Lucas K. Alagbo, President of NAGRAT has therefore, appealed to Parliament, the Cabinet, Ministry of Education (MOE), GES Council and Management to ensure that NAGRAT was well captured in the newly drafted GES Bill to pave the way for the official recognition of NAGRAT to forestall any industrial action.
Speaking at a press conference in Accra, Alagbo accused John Budu-Smith, Acting Director-General (DG) of GES and its management of not having the interest of NAGRAT at heart, thereby denying the Association its constitutional right of freedom of association.
Alagbo said despite the Ministry of Justice and the Attorney-General's office and the Ministry of Education directives to the GES to recognise NAGRAT as an association the Acting Director General had failed to comply.
He said, "NAGRAT has had enough of the contempt, blackmail and snobbishness of the GES heirachy and we are at the verge of passing a vote of no confidence in the Acting Director-General," he said.
"We can assure the public that with our current membership of 6,000 and with 3,000 more waiting to get on our pay roll; we have what it takes to make the Ag. D-G get out of office."

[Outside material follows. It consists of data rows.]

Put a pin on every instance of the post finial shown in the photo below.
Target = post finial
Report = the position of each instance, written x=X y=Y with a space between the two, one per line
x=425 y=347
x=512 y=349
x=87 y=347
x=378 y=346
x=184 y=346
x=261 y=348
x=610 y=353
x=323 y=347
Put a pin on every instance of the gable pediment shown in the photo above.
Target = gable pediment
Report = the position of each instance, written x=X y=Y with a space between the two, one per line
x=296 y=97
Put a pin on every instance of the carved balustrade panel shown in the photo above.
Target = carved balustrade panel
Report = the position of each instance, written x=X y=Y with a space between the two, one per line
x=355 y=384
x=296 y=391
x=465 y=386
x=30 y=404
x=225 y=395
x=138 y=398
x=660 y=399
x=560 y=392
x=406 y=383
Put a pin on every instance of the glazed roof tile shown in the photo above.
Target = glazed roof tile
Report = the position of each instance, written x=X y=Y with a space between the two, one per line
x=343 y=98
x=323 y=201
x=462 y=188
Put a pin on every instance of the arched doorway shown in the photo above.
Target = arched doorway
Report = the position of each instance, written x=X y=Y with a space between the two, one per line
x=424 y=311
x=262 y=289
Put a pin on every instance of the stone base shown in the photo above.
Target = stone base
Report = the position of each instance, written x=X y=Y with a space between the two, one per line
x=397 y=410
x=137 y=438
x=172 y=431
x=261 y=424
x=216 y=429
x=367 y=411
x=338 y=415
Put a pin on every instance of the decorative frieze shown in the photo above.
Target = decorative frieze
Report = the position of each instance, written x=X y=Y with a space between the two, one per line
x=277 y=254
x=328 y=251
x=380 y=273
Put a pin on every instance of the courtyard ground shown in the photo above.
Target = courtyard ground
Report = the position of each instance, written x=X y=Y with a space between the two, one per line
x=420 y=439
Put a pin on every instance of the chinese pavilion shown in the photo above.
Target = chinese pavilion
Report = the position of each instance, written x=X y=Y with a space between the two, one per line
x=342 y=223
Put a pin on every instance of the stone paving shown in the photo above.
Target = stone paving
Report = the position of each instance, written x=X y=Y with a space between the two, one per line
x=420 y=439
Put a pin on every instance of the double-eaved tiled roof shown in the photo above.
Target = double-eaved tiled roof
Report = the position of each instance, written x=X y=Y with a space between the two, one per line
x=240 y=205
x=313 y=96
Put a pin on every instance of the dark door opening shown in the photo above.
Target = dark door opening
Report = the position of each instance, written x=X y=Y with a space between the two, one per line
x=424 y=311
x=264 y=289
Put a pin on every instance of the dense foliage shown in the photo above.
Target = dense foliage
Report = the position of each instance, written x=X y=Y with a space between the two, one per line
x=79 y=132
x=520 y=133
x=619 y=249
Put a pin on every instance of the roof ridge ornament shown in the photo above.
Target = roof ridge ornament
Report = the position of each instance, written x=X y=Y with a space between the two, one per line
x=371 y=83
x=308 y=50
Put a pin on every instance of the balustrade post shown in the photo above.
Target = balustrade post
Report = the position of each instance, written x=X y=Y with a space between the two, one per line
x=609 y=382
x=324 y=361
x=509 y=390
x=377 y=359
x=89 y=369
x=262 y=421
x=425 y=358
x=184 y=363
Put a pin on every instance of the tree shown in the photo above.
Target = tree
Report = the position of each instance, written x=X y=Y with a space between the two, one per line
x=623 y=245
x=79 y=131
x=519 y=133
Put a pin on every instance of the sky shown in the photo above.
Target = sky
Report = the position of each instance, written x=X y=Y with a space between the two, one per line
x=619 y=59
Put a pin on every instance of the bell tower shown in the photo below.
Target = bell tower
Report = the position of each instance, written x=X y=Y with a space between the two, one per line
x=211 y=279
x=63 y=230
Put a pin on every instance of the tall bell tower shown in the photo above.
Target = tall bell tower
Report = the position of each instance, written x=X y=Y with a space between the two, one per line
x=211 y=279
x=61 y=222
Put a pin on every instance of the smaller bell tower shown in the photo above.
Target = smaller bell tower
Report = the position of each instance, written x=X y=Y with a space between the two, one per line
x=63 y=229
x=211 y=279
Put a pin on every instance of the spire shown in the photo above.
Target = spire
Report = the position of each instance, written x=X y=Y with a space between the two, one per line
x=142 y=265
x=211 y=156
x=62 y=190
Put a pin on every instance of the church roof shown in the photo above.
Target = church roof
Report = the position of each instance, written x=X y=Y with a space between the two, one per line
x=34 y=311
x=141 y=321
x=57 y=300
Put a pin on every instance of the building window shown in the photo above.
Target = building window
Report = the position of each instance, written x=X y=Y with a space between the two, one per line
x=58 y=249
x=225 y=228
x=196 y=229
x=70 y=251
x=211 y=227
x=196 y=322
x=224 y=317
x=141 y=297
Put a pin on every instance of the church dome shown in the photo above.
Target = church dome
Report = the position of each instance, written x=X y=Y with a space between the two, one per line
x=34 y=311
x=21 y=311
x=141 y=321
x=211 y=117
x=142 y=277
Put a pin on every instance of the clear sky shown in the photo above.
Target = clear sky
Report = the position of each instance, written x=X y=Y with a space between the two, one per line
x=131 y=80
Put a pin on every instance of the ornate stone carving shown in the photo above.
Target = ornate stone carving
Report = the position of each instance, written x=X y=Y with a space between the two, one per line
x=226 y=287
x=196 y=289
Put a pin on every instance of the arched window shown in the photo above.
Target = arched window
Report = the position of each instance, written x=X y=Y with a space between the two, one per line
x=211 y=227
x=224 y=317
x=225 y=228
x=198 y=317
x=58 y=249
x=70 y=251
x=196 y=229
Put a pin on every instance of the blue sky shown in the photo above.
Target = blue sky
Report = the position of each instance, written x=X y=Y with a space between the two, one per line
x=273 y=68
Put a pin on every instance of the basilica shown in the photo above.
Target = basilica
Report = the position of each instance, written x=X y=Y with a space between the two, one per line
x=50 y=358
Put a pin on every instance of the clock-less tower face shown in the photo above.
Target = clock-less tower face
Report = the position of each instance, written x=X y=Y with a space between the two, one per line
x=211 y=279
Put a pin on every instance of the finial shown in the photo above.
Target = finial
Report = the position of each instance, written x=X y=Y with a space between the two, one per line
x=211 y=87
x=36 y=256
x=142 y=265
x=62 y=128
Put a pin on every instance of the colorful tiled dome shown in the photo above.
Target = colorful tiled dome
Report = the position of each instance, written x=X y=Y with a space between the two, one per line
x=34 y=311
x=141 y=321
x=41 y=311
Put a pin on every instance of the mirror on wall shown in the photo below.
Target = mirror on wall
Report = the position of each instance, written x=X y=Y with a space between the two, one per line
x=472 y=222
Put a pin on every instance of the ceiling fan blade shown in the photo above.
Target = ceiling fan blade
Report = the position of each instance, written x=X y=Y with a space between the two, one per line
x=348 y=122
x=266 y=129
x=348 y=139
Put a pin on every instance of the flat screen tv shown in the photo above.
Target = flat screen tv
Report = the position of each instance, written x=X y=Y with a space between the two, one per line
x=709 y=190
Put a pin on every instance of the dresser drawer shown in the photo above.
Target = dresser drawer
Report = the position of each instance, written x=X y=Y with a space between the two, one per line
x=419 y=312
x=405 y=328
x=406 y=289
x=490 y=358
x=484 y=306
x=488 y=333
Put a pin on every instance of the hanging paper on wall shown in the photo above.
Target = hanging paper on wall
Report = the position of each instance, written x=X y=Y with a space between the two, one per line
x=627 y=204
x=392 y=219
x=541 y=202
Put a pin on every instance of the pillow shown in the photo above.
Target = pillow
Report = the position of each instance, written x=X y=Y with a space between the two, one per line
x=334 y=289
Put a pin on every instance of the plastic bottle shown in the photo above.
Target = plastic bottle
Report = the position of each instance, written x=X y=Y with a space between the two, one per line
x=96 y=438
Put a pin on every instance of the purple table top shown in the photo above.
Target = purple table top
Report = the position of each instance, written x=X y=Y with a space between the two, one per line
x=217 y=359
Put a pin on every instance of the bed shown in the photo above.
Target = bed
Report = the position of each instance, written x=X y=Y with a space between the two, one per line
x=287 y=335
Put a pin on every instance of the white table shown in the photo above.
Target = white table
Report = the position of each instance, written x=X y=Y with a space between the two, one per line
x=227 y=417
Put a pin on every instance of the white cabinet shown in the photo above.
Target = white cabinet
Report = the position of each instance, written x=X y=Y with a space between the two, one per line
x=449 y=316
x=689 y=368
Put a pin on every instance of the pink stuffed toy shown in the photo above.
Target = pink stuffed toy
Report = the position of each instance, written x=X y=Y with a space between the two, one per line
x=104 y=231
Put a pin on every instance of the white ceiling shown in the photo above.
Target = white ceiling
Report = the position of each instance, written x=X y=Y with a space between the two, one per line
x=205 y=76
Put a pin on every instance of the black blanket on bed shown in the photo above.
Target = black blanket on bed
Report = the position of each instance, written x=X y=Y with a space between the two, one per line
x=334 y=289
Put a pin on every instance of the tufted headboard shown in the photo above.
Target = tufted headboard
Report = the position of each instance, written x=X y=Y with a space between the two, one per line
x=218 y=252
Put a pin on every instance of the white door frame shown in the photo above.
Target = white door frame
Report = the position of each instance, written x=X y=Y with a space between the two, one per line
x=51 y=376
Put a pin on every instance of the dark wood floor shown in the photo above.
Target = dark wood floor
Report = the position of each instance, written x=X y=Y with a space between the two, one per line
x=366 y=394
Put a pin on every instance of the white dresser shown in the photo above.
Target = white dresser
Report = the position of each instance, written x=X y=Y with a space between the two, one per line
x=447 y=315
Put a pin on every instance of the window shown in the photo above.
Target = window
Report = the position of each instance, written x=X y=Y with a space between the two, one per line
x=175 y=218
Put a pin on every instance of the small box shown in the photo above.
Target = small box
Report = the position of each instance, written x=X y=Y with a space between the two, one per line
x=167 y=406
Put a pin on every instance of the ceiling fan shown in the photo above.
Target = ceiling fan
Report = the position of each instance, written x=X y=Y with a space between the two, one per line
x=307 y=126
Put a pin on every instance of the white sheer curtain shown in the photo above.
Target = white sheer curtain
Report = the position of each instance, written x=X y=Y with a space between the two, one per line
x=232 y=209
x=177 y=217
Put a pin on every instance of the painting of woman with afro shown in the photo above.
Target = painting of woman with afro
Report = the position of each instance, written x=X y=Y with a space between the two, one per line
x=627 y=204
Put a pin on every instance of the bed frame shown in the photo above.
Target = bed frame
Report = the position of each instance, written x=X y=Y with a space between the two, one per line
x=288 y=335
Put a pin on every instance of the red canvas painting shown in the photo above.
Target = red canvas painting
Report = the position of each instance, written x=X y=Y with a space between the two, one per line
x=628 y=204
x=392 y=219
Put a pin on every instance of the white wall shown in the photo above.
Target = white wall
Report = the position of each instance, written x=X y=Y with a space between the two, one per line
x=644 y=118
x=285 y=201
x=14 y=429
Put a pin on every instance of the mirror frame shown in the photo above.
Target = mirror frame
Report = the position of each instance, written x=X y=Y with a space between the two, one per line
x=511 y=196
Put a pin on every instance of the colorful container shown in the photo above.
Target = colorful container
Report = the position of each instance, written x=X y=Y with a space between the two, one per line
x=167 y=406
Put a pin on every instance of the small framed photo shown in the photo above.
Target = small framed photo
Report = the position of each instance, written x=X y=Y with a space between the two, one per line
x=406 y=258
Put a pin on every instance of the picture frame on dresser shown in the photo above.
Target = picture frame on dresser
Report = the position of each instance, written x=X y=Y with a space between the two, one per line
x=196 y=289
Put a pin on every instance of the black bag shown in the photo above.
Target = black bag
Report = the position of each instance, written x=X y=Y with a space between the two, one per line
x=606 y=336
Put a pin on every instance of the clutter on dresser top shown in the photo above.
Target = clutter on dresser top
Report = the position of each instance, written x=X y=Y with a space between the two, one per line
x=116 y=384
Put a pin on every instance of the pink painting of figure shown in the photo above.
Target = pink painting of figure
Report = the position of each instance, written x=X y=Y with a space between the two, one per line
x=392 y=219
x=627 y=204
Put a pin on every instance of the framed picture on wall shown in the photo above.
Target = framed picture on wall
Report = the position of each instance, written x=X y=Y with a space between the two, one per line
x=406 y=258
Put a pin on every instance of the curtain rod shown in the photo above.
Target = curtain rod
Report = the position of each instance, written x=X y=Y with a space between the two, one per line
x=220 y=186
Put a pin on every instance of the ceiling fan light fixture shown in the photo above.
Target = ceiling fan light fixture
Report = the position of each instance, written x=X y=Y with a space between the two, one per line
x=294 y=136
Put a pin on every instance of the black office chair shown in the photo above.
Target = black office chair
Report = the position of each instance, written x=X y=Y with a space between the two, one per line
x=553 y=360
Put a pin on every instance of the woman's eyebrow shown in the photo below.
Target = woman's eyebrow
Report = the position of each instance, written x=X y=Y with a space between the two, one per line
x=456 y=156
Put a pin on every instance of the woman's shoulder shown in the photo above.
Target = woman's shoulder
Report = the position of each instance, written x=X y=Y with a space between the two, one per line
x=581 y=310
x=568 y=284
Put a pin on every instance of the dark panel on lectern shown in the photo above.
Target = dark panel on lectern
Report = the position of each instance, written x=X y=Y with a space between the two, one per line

Alagbo said several efforts by NAGRAT to get the GES to officially recognise NAGRAT as a legitimate independent teachers' association has proved futile due to a deliberate and sustained marginalization and open biased towards NAGRAT.
He said, since the Ag. D-G and the present management took office from February, this year, they have refused to meet with NAGRAT and have refused to respond to a series of correspondence NAGRAT sent to them on pertinent issues.
"NAGRAT petitioned the Minister of Justice and Attorney-General in December 2001 to help amend the GES Act 506 of 1995 to recognise NAGRAT in addition to Ghana National Association of Teachers (GNAT) and Tertiary Education Workers Union (TEWU)."
Alagbo said following the petition, the Minister of Justice, in a letter dated February 7, 2002, instructed the GES management to accord NAGRAT the due official recognition as the amendment of the ACT 506 needed not to be a precondition for the recognition of NAGRAT under the 1992 Constitution, which guaranteed freedom of association.
He said additionally, at a meeting on 11 June this year that was held between executives of NAGRAT, GES management and the Deputy Minister of Education Rashid Bawa, reprimanded the Ag. D-G for not heeding to the instruction of the Minister of Justice and further ordered him to do the right thing.
All these instructions from the superiors have gone unheeded and NAGRAT continues to be a victim of discrimination, deliberate and sustained marginalisation, hostility and open bias from the GES management led by the Acting Director General, he said.
Alagbo said the discrimination against NAGRAT by the GES was further evident in the non-representation of NAGRAT on the committee, which recently completed the draft of a new GES Act in Sogakope.
In Sogakope, recommendation to replace GNAT and TEWU with several Teacher Associations to recognise NAGRAT and other education workers, was vetoed out by a GES official on grounds that NAGRAT was not known to the GES.
"We wish to inform the GES top officials that they are out of tune with reality and out of order thinking that NAGRAT is not a legitimate body," he said. "Members of NAGRAT have the constitutional right to belong to any association of their choice or none at all, besides the GES cannot decide who should belong to which association."
He said early this year, the GES Council was reconstituted to include representatives from various institutions both within and outside the education sector, but NAGRAT was conspicuously left out.